NCPC’s Acosta was one of a number of planning experts who strongly suggested that the GSA follow recent successes elsewhere in the District — such as Penn Quarter and Columbia Heights — by incorporating a mix of uses on the site. And that means housing.

Condos may never be added atop the Smithsonian institutions that line the National Mall, but new high-end housing is creeping closer and closer.

Penn Quarter, a neighborhood name that was unheard of when the Reagan Center was completed, has become one of the most sought-after places to live in the region. Those living in the Newseum Residences, 135 luxury apartments at 565 Pennsylvania Ave. NW, and the Residences at Market Square, 801 Pennsylvania Ave. NW, probably come closest to living on the Mall.

Similar housing could find its way to Federal Triangle South with the right incentives, said Gerry Widdicombe, director of economic development at the Downtown Business Improvement District. But there are hurdles. Redevelopment of federal land can be a tricky process, governed by complex rules and political rivalries. Some politicians have been urging the GSA to sell off underused land to raise funds. If the GSA is required to get the best price for its real estate, it could lead to more office-focused development.

If members of Congress “are putting pressure on them, then the city needs to get involved there or the GSA will create another central business district,” Widdicombe said.

In order for shops such as dry cleaners and coffee shops to remain open on weekends and evenings, Widdicombe argued that at least 2,000 residents are probably needed in the area. City officials agree. Harriet Tregoning, planning director for the District, said, “there absolutely should be housing there.”

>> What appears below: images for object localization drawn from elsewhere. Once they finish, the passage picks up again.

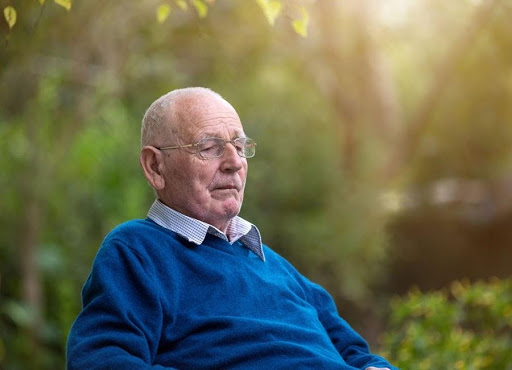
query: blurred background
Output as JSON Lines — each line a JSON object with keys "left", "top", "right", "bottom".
{"left": 1, "top": 0, "right": 512, "bottom": 368}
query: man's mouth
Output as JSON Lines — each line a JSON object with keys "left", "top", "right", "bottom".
{"left": 210, "top": 180, "right": 243, "bottom": 193}
{"left": 215, "top": 185, "right": 238, "bottom": 191}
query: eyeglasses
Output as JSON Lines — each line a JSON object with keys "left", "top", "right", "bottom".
{"left": 156, "top": 137, "right": 257, "bottom": 159}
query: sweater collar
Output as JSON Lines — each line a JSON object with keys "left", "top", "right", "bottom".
{"left": 147, "top": 199, "right": 265, "bottom": 261}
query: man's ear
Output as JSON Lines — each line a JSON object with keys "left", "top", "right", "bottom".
{"left": 140, "top": 146, "right": 166, "bottom": 191}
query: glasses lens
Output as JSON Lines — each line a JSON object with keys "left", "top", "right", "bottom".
{"left": 237, "top": 137, "right": 256, "bottom": 158}
{"left": 197, "top": 138, "right": 224, "bottom": 158}
{"left": 197, "top": 137, "right": 257, "bottom": 159}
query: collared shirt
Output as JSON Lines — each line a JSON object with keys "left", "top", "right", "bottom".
{"left": 147, "top": 199, "right": 265, "bottom": 261}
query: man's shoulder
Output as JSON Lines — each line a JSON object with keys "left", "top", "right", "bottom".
{"left": 107, "top": 218, "right": 157, "bottom": 235}
{"left": 262, "top": 244, "right": 333, "bottom": 300}
{"left": 93, "top": 219, "right": 188, "bottom": 265}
{"left": 104, "top": 218, "right": 180, "bottom": 247}
{"left": 261, "top": 244, "right": 300, "bottom": 272}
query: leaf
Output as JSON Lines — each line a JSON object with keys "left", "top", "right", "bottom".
{"left": 3, "top": 6, "right": 16, "bottom": 29}
{"left": 157, "top": 4, "right": 171, "bottom": 23}
{"left": 256, "top": 0, "right": 281, "bottom": 26}
{"left": 175, "top": 0, "right": 188, "bottom": 10}
{"left": 54, "top": 0, "right": 72, "bottom": 11}
{"left": 191, "top": 0, "right": 207, "bottom": 18}
{"left": 292, "top": 7, "right": 309, "bottom": 37}
{"left": 38, "top": 0, "right": 46, "bottom": 4}
{"left": 3, "top": 301, "right": 35, "bottom": 327}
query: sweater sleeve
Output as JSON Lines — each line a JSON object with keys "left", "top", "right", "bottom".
{"left": 66, "top": 237, "right": 175, "bottom": 370}
{"left": 306, "top": 281, "right": 399, "bottom": 370}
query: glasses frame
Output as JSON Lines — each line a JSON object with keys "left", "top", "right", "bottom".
{"left": 156, "top": 137, "right": 257, "bottom": 159}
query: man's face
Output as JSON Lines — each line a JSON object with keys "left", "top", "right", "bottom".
{"left": 158, "top": 94, "right": 248, "bottom": 232}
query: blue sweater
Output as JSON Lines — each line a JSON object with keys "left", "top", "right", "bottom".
{"left": 67, "top": 219, "right": 397, "bottom": 369}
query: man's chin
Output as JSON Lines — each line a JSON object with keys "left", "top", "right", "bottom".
{"left": 203, "top": 206, "right": 241, "bottom": 232}
{"left": 219, "top": 201, "right": 242, "bottom": 219}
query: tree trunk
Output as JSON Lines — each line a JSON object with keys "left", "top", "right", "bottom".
{"left": 313, "top": 0, "right": 400, "bottom": 179}
{"left": 20, "top": 114, "right": 44, "bottom": 368}
{"left": 385, "top": 0, "right": 502, "bottom": 181}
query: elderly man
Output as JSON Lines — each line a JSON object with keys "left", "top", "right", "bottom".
{"left": 67, "top": 87, "right": 397, "bottom": 370}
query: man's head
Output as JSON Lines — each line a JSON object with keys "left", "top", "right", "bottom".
{"left": 140, "top": 87, "right": 250, "bottom": 232}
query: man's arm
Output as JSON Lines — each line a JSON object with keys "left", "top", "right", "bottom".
{"left": 66, "top": 238, "right": 174, "bottom": 370}
{"left": 306, "top": 281, "right": 399, "bottom": 370}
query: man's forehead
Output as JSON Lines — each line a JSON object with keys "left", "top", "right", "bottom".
{"left": 187, "top": 115, "right": 245, "bottom": 138}
{"left": 195, "top": 113, "right": 241, "bottom": 125}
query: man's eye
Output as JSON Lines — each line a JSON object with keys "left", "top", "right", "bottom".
{"left": 199, "top": 141, "right": 221, "bottom": 154}
{"left": 200, "top": 145, "right": 217, "bottom": 152}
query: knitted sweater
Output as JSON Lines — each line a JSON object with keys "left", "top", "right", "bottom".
{"left": 66, "top": 219, "right": 396, "bottom": 370}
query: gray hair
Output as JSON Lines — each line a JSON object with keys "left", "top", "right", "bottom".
{"left": 140, "top": 87, "right": 224, "bottom": 148}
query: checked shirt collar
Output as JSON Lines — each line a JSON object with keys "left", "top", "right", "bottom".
{"left": 147, "top": 199, "right": 265, "bottom": 261}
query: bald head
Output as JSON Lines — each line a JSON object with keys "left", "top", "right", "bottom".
{"left": 141, "top": 87, "right": 235, "bottom": 148}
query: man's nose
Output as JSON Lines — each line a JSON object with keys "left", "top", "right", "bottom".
{"left": 220, "top": 142, "right": 244, "bottom": 172}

“It’s a great opportunity to create a live-where-you-work community,” she said.

Robert A. Peck, who ran the GSA’s Public Buildings Service until his ouster in the spring following a scandal over conference expenditures, said the effort to transform the Independence Avenue area predated his time at the GSA. Success will likely depend on whether the agency can identify hard-to-come-by investment dollars up front or be permitted the leeway to lease or sell some land and reinvest the proceeds to build smaller, more efficient federal facilities.

“I think the idea of optimizing the value of the government’s real estate south of the Mall, making it a more architecturally lively space is a great idea and one that’s been kicking around for awhile,” Peck said. “Unfortunately the government’s rules are not known for flexibility and creativity on this kind of real estate transaction, but I hope that GSA gets the support it needs to take it somewhere.”

Though Tangherlini’s arrival at the GSA (just as Peck was leaving) was chaotic, fraught with politics and certainly not prescripted, Widdicombe argued that the transition was one that will likely keep redevelopment efforts locally on track.

Both men are District residents who have spent considerable time working on behalf of local initiatives, whether government, transportation or historic preservation. Tangherlini is a former city administrator and transportation director in the District; he knows most every lever of the city’s bureaucracy. He’s worked with Tregoning, he’s worked with Mayor Vincent C. Gray (D) and he’s worked with nearly every member of the D.C. Council.

“It’s no accident” that the GSA issued the notice for Federal Triangle South less than six months after Tangherlini arrived, Widdicombe said.

“Dan is a unique individual who can get things done,” he added. “He shares a love of the District, and both he and Bob live in the District. And they’ve lived here a long time.”

6.1 M

Square feet of development the area could accommodate without zoning changes.